Although there was no evidence of Levison having further ties to the CPUSA, the FBI used his earlier communist history to justify wiretaps and bugs on his offices and the offices and hotel rooms of Martin Luther King. FBI Director J. Edgar Hoover had long associated the civil rights movement with communism, and he strongly expected that Levison would use or manipulate King to stimulate political unrest within the United States. In 2012, Tim Weiner wrote in his history of the FBI that Hoover believed Levison had "indoctrinated King in Marxist thought and subversive strategies", and that King was "part of Moscow's grand design to subvert the United States of America."

== Death ==
After suffering from cancer and diabetes, Levison died in 1979.

==Legacy==
Levison's role as advisor and friend to King was portrayed by actor Steven Hill in King, a 1978 television miniseries. He was portrayed by Larry Keith in the 1983 miniseries Kennedy. He is also portrayed by Bruce Nozick in the 2016 television film All the Way. His name is mentioned in the 2011 biographical film J. Edgar.
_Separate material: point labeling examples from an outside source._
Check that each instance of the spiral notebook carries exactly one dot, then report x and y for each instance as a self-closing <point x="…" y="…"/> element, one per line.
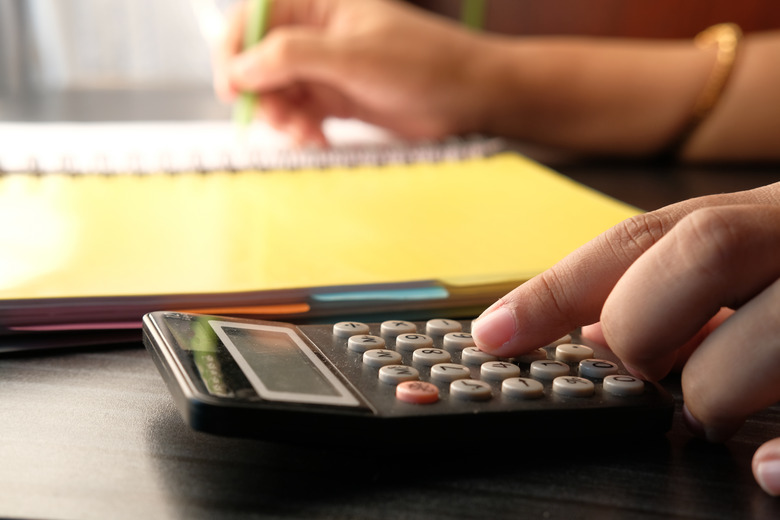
<point x="370" y="224"/>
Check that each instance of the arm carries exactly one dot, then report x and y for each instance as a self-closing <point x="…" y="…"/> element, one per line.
<point x="425" y="77"/>
<point x="695" y="284"/>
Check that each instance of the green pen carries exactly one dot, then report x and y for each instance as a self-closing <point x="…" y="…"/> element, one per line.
<point x="258" y="12"/>
<point x="472" y="14"/>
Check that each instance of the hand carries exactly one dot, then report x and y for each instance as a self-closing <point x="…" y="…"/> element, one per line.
<point x="384" y="62"/>
<point x="695" y="284"/>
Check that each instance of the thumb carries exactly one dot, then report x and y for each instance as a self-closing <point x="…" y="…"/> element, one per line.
<point x="286" y="56"/>
<point x="766" y="467"/>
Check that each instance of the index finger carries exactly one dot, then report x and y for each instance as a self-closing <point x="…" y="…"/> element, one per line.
<point x="572" y="293"/>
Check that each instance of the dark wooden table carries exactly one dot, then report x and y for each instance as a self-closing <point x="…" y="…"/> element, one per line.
<point x="93" y="432"/>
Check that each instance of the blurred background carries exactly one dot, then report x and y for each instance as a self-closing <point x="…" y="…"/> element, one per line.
<point x="110" y="44"/>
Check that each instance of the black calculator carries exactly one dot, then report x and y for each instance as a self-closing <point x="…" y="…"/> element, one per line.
<point x="406" y="381"/>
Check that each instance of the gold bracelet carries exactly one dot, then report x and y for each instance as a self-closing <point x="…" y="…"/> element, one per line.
<point x="726" y="37"/>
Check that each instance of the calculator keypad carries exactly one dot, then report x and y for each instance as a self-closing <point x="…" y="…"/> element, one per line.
<point x="443" y="362"/>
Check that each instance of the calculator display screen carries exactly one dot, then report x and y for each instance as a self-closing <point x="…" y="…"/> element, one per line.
<point x="280" y="365"/>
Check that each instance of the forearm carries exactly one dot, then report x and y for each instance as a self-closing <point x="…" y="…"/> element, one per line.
<point x="624" y="97"/>
<point x="615" y="97"/>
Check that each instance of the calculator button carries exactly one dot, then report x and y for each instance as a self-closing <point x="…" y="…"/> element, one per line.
<point x="597" y="368"/>
<point x="363" y="342"/>
<point x="430" y="356"/>
<point x="498" y="370"/>
<point x="530" y="357"/>
<point x="381" y="357"/>
<point x="573" y="386"/>
<point x="623" y="386"/>
<point x="395" y="327"/>
<point x="458" y="340"/>
<point x="522" y="387"/>
<point x="410" y="342"/>
<point x="474" y="356"/>
<point x="548" y="369"/>
<point x="417" y="392"/>
<point x="572" y="353"/>
<point x="394" y="374"/>
<point x="345" y="329"/>
<point x="440" y="327"/>
<point x="471" y="389"/>
<point x="561" y="340"/>
<point x="448" y="372"/>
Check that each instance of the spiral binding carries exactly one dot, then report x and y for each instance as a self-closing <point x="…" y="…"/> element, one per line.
<point x="453" y="149"/>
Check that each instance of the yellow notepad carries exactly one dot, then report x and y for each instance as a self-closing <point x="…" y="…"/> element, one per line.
<point x="471" y="221"/>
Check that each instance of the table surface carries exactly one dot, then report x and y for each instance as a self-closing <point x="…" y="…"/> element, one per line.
<point x="93" y="432"/>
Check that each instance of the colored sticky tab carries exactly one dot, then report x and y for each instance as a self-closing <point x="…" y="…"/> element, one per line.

Levison's role as advisor and friend to King was documented in the 2021 documentary film MLK/FBI, directed by Sam Pollard. The film is based on declassified FBI files and includes archival materials. NPR states, "As MLK/FBI explains, it's King's association with Stanley Levison, a progressive lawyer and businessman with Communist Party ties, that initially caught the attention of Hoover." The New Yorker review states, "Of particular interest to the Bureau was King’s close associate Stanley Levison, who had formerly harbored Communist sympathies and, as a treasurer in the American Jewish Congress, had supported the defense of the Rosenbergs. On the strength of such weak links, Robert Kennedy, the Attorney General, was asked to approve the covert wiretapping of King, whom he openly admired. Kennedy complied."

==Sources==
- Taylor Branch, At Canaan's Edge: America in the King Years, 1965-68.
- Taylor Branch, Pillar of Fire: America in the King Years, 1963-65.
- Taylor Branch, Parting the Waters: America in the King Years, 1954-63.
- Ben Kamin, Dangerous Friendship: Stanley Levison, Martin Luther King, Jr., and the Kennedy Brothers. Michigan State University Press, 2014.
- Tim Weiner, Enemies: A History of the FBI. Random House, 2012.